Bio
A Professor of Medicine who started his cardiology career at the USAF School of Aerospace Medicine performing cardiac screening of pilots, astronauts and military athletes. He is an international expert in clinical exercise physiology, ECGs, screening and the exercise sciences. He is a co-author of the textbook “Exercise and the Heart. Since 1992, he has been the major consultant to Stanford Sports Medicine and participated in the pre-participation exam of all Stanford athletes and professional teams in their care. He led the writing group for the first international document to specify the ECG criteria that lower the false positive rate for screening athletes for sudden cardiac death and has been a participant in the two Seattle Criteria meetings. He is a coauthor of a chapter in the Olympic Committee 2017 Cardiology Manual. He has maintained an educational web page (www.cardiology.org since 2008. He initiated the program of ECG screening at Stanford which is now mandated by the Athletic Department. He was Director of the Sports Cardiology clinic but now he is a consultant. His memoir can be seen at https://medium.com/@vicmdatg
His amateur athletic experience includes lettering in collegiate tennis, playing intramural sports, running in slow 10k’s and over 15 Marathons. His “fastest” marathon was the “Avenue of the Giants” in 3 hours and 3 minutes. He has cycled down the coast to LA 4 times and used to climb Old La Honda often. He now walks his 10,000 steps daily with dogs by the beach.

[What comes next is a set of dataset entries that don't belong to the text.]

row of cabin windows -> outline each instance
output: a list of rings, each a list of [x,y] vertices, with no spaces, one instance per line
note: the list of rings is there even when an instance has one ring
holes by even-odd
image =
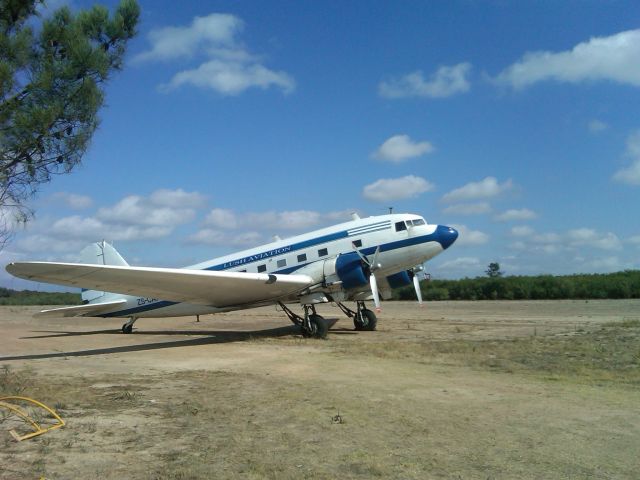
[[[361,247],[362,246],[362,240],[354,240],[353,241],[353,246],[354,247]],[[329,255],[329,250],[326,248],[320,248],[318,250],[318,257],[326,257],[327,255]],[[307,254],[306,253],[301,253],[300,255],[298,255],[298,263],[302,263],[302,262],[306,262],[307,261]],[[278,268],[283,268],[287,266],[287,260],[286,259],[281,259],[278,260],[277,263],[277,267]],[[262,264],[262,265],[258,265],[258,273],[262,273],[262,272],[266,272],[267,271],[267,265],[266,264]],[[246,270],[241,270],[241,272],[246,272]]]

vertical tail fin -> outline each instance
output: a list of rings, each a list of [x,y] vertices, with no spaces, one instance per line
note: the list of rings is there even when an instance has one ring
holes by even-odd
[[[129,265],[113,245],[105,242],[94,242],[80,252],[80,262],[92,265]],[[91,303],[105,295],[97,290],[82,290],[82,303]]]

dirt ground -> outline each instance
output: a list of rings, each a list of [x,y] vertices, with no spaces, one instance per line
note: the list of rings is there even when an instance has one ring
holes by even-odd
[[[0,307],[0,396],[66,426],[18,443],[0,411],[0,479],[640,478],[638,300],[387,302],[376,332],[323,306],[326,340],[37,310]]]

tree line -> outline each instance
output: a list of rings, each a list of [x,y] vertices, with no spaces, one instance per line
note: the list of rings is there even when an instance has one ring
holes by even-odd
[[[79,293],[35,292],[0,287],[0,305],[77,305]]]
[[[420,284],[425,300],[563,300],[640,298],[640,270],[607,274],[476,277]],[[415,300],[413,286],[393,300]],[[16,291],[0,287],[0,305],[77,305],[79,293]]]
[[[561,300],[640,298],[640,270],[608,274],[493,276],[422,282],[425,300]],[[394,300],[415,300],[413,286]]]

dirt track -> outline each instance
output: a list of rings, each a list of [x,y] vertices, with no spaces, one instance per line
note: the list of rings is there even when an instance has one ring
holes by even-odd
[[[377,332],[341,317],[326,341],[274,308],[123,335],[122,320],[4,307],[0,365],[68,425],[22,443],[0,431],[0,478],[637,478],[637,388],[455,349],[635,321],[639,301],[384,307]]]

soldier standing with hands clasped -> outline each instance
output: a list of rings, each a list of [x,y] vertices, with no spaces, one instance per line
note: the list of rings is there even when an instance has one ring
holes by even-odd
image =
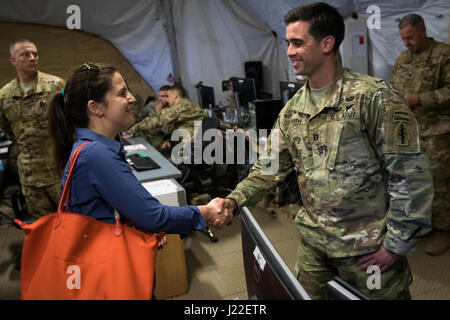
[[[425,252],[438,256],[450,248],[450,46],[429,38],[417,14],[403,17],[399,30],[408,50],[398,57],[391,84],[414,112],[430,158],[433,237]]]

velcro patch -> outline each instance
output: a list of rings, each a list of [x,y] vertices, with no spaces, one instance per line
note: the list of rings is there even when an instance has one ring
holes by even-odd
[[[389,110],[387,120],[386,152],[420,152],[417,120],[406,107]]]
[[[409,130],[411,117],[407,111],[394,111],[392,118],[395,127],[395,143],[398,146],[409,145]]]

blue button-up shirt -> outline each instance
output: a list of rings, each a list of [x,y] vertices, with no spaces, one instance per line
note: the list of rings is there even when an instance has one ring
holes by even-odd
[[[165,206],[155,199],[131,172],[119,142],[89,129],[77,128],[76,133],[72,152],[91,143],[81,150],[72,173],[70,212],[114,223],[117,209],[138,229],[152,233],[189,233],[206,227],[197,207]],[[63,186],[68,170],[67,164]]]

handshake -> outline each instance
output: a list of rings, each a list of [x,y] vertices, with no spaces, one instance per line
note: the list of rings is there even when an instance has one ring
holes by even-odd
[[[207,205],[198,206],[198,209],[208,226],[222,229],[233,218],[237,205],[233,199],[214,198]]]

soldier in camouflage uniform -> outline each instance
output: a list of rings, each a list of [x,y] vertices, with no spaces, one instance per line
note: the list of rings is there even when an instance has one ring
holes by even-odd
[[[173,126],[164,128],[156,128],[154,130],[147,130],[145,126],[139,125],[147,117],[157,117],[161,113],[165,113],[165,108],[169,105],[167,102],[168,90],[170,86],[162,86],[158,91],[158,100],[148,102],[141,110],[136,110],[134,118],[137,125],[134,126],[134,135],[139,135],[150,143],[155,149],[160,150],[164,143],[170,138],[170,133],[173,131]]]
[[[287,55],[308,80],[222,214],[252,203],[295,169],[303,200],[295,270],[309,295],[323,299],[326,282],[339,275],[370,298],[409,299],[406,255],[431,229],[433,197],[414,114],[385,81],[335,60],[345,28],[336,9],[311,4],[285,22]],[[278,171],[264,173],[276,160]],[[381,287],[368,285],[369,266],[379,267]]]
[[[144,105],[135,106],[133,113],[134,113],[134,120],[136,121],[136,123],[141,122],[146,117],[156,116],[157,104],[158,100],[156,100],[155,97],[148,97]]]
[[[155,117],[147,117],[140,123],[131,127],[131,133],[146,134],[156,130],[165,130],[171,134],[175,129],[186,129],[191,139],[194,138],[194,122],[202,121],[205,112],[192,101],[182,97],[182,91],[178,87],[171,87],[168,91],[168,104],[160,114]]]
[[[37,70],[38,52],[28,40],[10,47],[17,79],[0,89],[0,126],[19,147],[18,172],[28,211],[35,217],[56,211],[61,175],[52,156],[47,108],[64,80]]]
[[[417,14],[405,16],[399,29],[408,50],[398,57],[391,84],[414,112],[430,158],[433,238],[425,251],[441,255],[450,247],[450,46],[428,38]]]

As a person who enjoys exercise and competition, he has a profound appreciation and respect for everyone’s freedom to exercise to the intensity and level important to them whether they have a heart condition or not.
Contributions to Science
* Sports Cardiology – For the past 22 years he has been the Cardiology Consultant for the Stanford Sports program and from 2015 till 2019, the Director of the Stanford Sports Cardiology Clinic. His group has contributed to recent advancements in sports cardiology and has presented data regarding the application of ECG screening and of the cause of sudden cardiac death in athletes.
* Screening of Asymptomatic USAF Aircrewmen – While Director of CV research and LtCol at the USAF School of Medicine (1972-1977), he presented seminal data on the angiographic findings and follow up of aircrewmen with abnormal ECGs and abnormal exercise tests.
* The Cardiovascular Effects of Cardiac Rehabilitation (PERFEXT) – While Director of Cardiac Rehabilitation at University Hospital and The San Diego VA (1977-1983), he was PI of an NHLBI funded randomized trial of Cardiac Rehabilitation.
* Prognostic Studies in Veterans – While Chief of Cardiology at the LBVAMC, he developed the cardiology data bases for follow up studies of Veterans who had ECGs and exercise tests. The techniques perfected were the basis for the VETs treadmill studies and the ECG studies that are still on-going. These studies led to literally hundreds of peer review publications in major journals.
* VA Co-operative Study of Quantitative Exercise Testing and Angiography (QUEXTA) He was the originator and Co PI for this study which applied computer techniques to both exercise testing and coronary angiography. It is seminal in that it removed work up bias by requiring patients with chest pain who agreed to both exercise testing and coronary angiography prior to any testing.